We will formalise bioinformatic relevant to the yeast diauxic shift. This knowledge will be taken from published models, bioinformatic databases, and from the literature. The subject area is a well-studied one, and there is a substantial amount of background knowledge for formalisation - this is important as it enables the AdaLab framework to be fully utilised. A major problem with almost all bioinformatic databases is that they include no explicit concept of uncertainty. All facts have the same probability (1.0) no matter whether they are well established (e.g. stated in hundreds of papers), or not (e.g. contradicted in multiple papers). This presents a general problem for the principled utilisation of probabilistic inference in biology. We will use SRL as a unifying formalism to express scientific knowledge and probabilities. To assign a priori probabilities to facts related to our bioinformatic application area we will use facts from bioinformatic databases, e.g. SGD, nano-publications (nanopub.org), generic techniques such as use of maximum entropy, and where appropriate expert opinion will be sought. It is certain that human biologists implicitly use such probabilities when they reason, and making them explicit in a domain will be of great benefit in itself. The probabilities will be used for further automated inference and experimentation, and the addition of more and more experimental evidence, and probabilistic inference will constrain these probabilities to reasonable and consistent numbers.

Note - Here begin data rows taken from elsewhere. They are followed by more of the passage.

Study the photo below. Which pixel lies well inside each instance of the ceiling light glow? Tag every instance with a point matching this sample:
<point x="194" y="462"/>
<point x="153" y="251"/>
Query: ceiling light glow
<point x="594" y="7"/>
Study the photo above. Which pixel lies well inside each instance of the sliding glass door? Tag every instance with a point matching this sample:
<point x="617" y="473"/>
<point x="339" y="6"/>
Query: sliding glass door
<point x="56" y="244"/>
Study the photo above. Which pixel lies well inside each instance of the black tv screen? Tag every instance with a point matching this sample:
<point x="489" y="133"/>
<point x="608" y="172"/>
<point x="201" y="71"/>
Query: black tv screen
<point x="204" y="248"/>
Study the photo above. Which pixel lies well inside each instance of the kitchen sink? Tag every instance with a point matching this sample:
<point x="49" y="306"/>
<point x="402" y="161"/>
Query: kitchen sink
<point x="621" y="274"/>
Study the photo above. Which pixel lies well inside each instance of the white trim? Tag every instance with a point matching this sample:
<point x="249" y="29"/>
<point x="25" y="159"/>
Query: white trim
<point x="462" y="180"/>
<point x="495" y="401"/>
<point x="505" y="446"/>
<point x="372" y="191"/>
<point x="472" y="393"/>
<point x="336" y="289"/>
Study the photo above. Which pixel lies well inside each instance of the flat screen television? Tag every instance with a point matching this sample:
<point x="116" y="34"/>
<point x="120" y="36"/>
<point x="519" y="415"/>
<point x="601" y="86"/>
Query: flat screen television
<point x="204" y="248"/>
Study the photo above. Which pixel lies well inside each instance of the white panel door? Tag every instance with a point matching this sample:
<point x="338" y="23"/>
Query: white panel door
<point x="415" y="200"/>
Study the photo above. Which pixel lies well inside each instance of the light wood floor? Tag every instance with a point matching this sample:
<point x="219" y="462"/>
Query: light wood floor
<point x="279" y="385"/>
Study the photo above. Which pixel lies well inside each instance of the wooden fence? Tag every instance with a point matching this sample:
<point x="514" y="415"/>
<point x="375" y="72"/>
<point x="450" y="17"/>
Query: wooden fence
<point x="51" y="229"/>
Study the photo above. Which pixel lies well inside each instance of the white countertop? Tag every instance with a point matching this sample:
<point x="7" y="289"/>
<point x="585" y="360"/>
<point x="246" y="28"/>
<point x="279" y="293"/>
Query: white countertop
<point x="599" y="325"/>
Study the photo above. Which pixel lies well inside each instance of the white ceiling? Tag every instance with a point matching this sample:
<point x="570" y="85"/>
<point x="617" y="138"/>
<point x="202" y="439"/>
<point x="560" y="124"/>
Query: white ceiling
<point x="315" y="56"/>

Robot Scientists and automated scientific discovery

We will extend the capabilities of Robot Scientists, and to enable their better integration with human scientists – the AdaLab framework. At a high level the AdaLab framework will keep track of the current state of the research using the OUK logical framework, suggest what research goals are most interesting, formulate hypotheses towards the most important goals, design experiments to test these hypotheses, and perform suitable statistical analysis. The AdaLab framework will unite the super-human abilities of computers/robots (high inference speed, perfect recall, accuracy of movement) with the creativity and intellectual flexibility of human scientists. To achieve this we will:

Integrate Eve with the developed knowledge representation. Currently our Robot Scientists Eve uses ad hoc relational databases and files to access bioinformatics facts - taken from external bioinformatics databases and the scientific literature. This situation is unsatisfactory and not scalable. We will develop a general scalable solution based on ontologies and use of LOD (Linked Open Data) repositories. This will enable large amounts of heterogeneous scientific data to be integrated and used for reasoning by Robot Scientists.
Integrate Eve with the developed ML and inference methods. Adam used special purpose bioinformatics software and propositional ML to generate hypotheses. The extension to using SRL will enable richer and more general hypotheses to be generated. The newly developed SRL hypothesis generation methods and active learning will enable Eve to more economically form and test hypotheses using principled methods.
Evaluate AdaLab by application to the S. cerevisiae diauxic shift. To evaluate the utility of the proposed AdaLab framework we will demonstrate it working using Eve and human experts in yeast biology, with application to the yeast diauxic shift. We predict that by the end of the project AdaLab will be able to outperform human scientists by more than 20% in this limited but important scientific area, providing an objective evaluation of success. Furthermore, publishable results on the yeast diauxic shift will be an objective evidence for the success of the project.
Investigation of the Warburg effect in cancer, and of calorie restriction in ageing using yeast as a model system. We will use yeast diauxic shift to investigate the Warburg effect. A deeper understanding of the mechanisms responsible for the diauxic shift in yeast may suggest new opportunities for therapeutic intervention in cancer, and aging.